For agents that use MCP, mockMcpClient({ tools }) is a drop-in replacement for mcpClient(opts) — same McpClient interface, in-memory implementation. No subprocess, no network, no @modelcontextprotocol/sdk install needed:

import { mockMcpClient } from 'agentfootprint';
const mockServer = mockMcpClient({
tools: [
{
name: 'list_files',
description: 'List files in a directory',
inputSchema: { type: 'object' },
handler: async () => 'file1.txt\nfile2.txt',
},
],
});
const agent = Agent.create({ provider: mock({ reply: 'ok' }) })
.tools(await mockServer.tools())
.build();

When you ship to production, swap mockMcpClient for mcpClient — the rest of the agent code is identical.

InMemoryStore is the default memory adapter for tests. Ephemeral, isolated per-test, no infrastructure:

import { defineMemory, MEMORY_TYPES, MEMORY_STRATEGIES, InMemoryStore } from 'agentfootprint';
const memory = defineMemory({
id: 'test-window',
type: MEMORY_TYPES.EPISODIC,
strategy: { kind: MEMORY_STRATEGIES.WINDOW, size: 10 },
store: new InMemoryStore(),
});
// each test gets a fresh store via fresh definition

For tests that need to verify the store WAS called correctly (e.g., “did the agent persist this fact?”), use vitest spies on the store’s methods OR list entries directly via store.list(identity).
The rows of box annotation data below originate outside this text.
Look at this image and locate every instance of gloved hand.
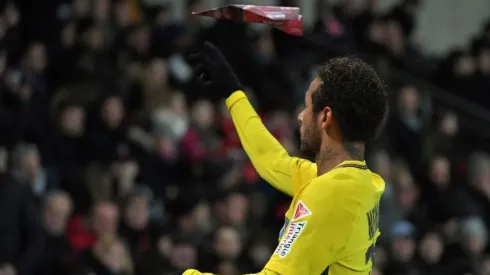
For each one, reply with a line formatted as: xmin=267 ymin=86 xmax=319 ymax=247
xmin=190 ymin=41 xmax=243 ymax=98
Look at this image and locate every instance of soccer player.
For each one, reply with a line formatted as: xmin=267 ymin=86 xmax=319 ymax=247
xmin=180 ymin=42 xmax=387 ymax=275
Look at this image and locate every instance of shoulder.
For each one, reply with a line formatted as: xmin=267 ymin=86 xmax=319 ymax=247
xmin=303 ymin=169 xmax=385 ymax=211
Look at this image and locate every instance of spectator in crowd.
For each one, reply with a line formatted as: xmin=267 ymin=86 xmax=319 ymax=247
xmin=0 ymin=0 xmax=490 ymax=275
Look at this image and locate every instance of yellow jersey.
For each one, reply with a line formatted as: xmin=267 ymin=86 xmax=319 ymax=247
xmin=226 ymin=91 xmax=385 ymax=275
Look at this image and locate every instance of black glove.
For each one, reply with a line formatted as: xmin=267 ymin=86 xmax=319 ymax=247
xmin=190 ymin=41 xmax=243 ymax=98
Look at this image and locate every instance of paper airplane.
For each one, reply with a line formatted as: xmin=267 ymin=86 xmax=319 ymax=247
xmin=192 ymin=5 xmax=303 ymax=36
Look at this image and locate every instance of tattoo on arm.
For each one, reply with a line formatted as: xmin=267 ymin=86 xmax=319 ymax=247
xmin=344 ymin=143 xmax=364 ymax=160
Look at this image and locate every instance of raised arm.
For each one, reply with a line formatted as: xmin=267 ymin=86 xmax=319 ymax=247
xmin=226 ymin=91 xmax=317 ymax=196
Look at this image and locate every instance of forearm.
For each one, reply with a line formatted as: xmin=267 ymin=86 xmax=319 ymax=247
xmin=226 ymin=91 xmax=294 ymax=195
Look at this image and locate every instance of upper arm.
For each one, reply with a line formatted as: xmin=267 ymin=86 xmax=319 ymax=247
xmin=226 ymin=92 xmax=316 ymax=196
xmin=266 ymin=182 xmax=356 ymax=275
xmin=254 ymin=151 xmax=317 ymax=197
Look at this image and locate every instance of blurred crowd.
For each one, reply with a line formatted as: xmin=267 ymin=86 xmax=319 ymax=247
xmin=0 ymin=0 xmax=490 ymax=275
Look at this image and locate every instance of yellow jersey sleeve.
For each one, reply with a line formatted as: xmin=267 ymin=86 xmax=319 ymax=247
xmin=226 ymin=91 xmax=317 ymax=196
xmin=266 ymin=177 xmax=358 ymax=275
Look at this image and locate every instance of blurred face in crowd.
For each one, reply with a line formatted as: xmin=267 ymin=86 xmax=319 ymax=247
xmin=214 ymin=227 xmax=242 ymax=259
xmin=124 ymin=196 xmax=150 ymax=231
xmin=227 ymin=193 xmax=248 ymax=225
xmin=19 ymin=148 xmax=41 ymax=180
xmin=72 ymin=0 xmax=90 ymax=18
xmin=102 ymin=96 xmax=124 ymax=128
xmin=419 ymin=233 xmax=444 ymax=264
xmin=192 ymin=100 xmax=214 ymax=128
xmin=93 ymin=0 xmax=111 ymax=21
xmin=61 ymin=23 xmax=77 ymax=48
xmin=147 ymin=58 xmax=168 ymax=87
xmin=193 ymin=202 xmax=211 ymax=231
xmin=453 ymin=54 xmax=476 ymax=76
xmin=400 ymin=86 xmax=419 ymax=115
xmin=367 ymin=20 xmax=387 ymax=45
xmin=170 ymin=93 xmax=187 ymax=117
xmin=131 ymin=27 xmax=150 ymax=54
xmin=85 ymin=26 xmax=105 ymax=52
xmin=170 ymin=244 xmax=197 ymax=269
xmin=114 ymin=1 xmax=131 ymax=27
xmin=430 ymin=157 xmax=451 ymax=188
xmin=439 ymin=112 xmax=459 ymax=137
xmin=99 ymin=241 xmax=128 ymax=273
xmin=92 ymin=203 xmax=119 ymax=237
xmin=43 ymin=194 xmax=72 ymax=235
xmin=396 ymin=172 xmax=419 ymax=211
xmin=391 ymin=236 xmax=415 ymax=263
xmin=478 ymin=48 xmax=490 ymax=75
xmin=60 ymin=106 xmax=85 ymax=137
xmin=4 ymin=2 xmax=20 ymax=27
xmin=27 ymin=43 xmax=48 ymax=73
xmin=386 ymin=20 xmax=405 ymax=56
xmin=157 ymin=235 xmax=172 ymax=257
xmin=298 ymin=78 xmax=322 ymax=161
xmin=157 ymin=136 xmax=177 ymax=161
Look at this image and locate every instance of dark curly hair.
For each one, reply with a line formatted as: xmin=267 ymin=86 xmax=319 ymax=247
xmin=312 ymin=56 xmax=388 ymax=143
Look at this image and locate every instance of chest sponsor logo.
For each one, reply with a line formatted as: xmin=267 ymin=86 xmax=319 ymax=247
xmin=279 ymin=218 xmax=289 ymax=240
xmin=293 ymin=201 xmax=311 ymax=221
xmin=274 ymin=221 xmax=306 ymax=258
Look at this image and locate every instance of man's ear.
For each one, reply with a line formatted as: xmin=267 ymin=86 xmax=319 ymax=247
xmin=320 ymin=106 xmax=333 ymax=129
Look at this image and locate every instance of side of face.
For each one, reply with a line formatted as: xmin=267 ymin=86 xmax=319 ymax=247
xmin=298 ymin=78 xmax=332 ymax=162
The project’s own examples are tested end-to-end in CI:

Terminal window
npm run test:examples # tsc + tsx run for every example
npm run test:examples:typecheck # type-check only (faster)

Every example file in examples/ runs against mocks (no API keys); CI proves they still compile + execute correctly on every commit. Pattern this for your own codebase: a mocks-first test suite is fast enough to run on every push.

  • Don’t mix mock and real providers in one test. If a test should hit a real API (integration test), mark it explicitly + isolate from the mocked test pool.
  • Don’t share a single mock() instance across tests without resetReplies(). Tests will pollute each other’s cursor state.
  • Don’t test agent logic by mocking the entire Agent class. Mock the BOUNDARIES (provider, store, MCP); let the real Agent loop run. That’s where bugs hide.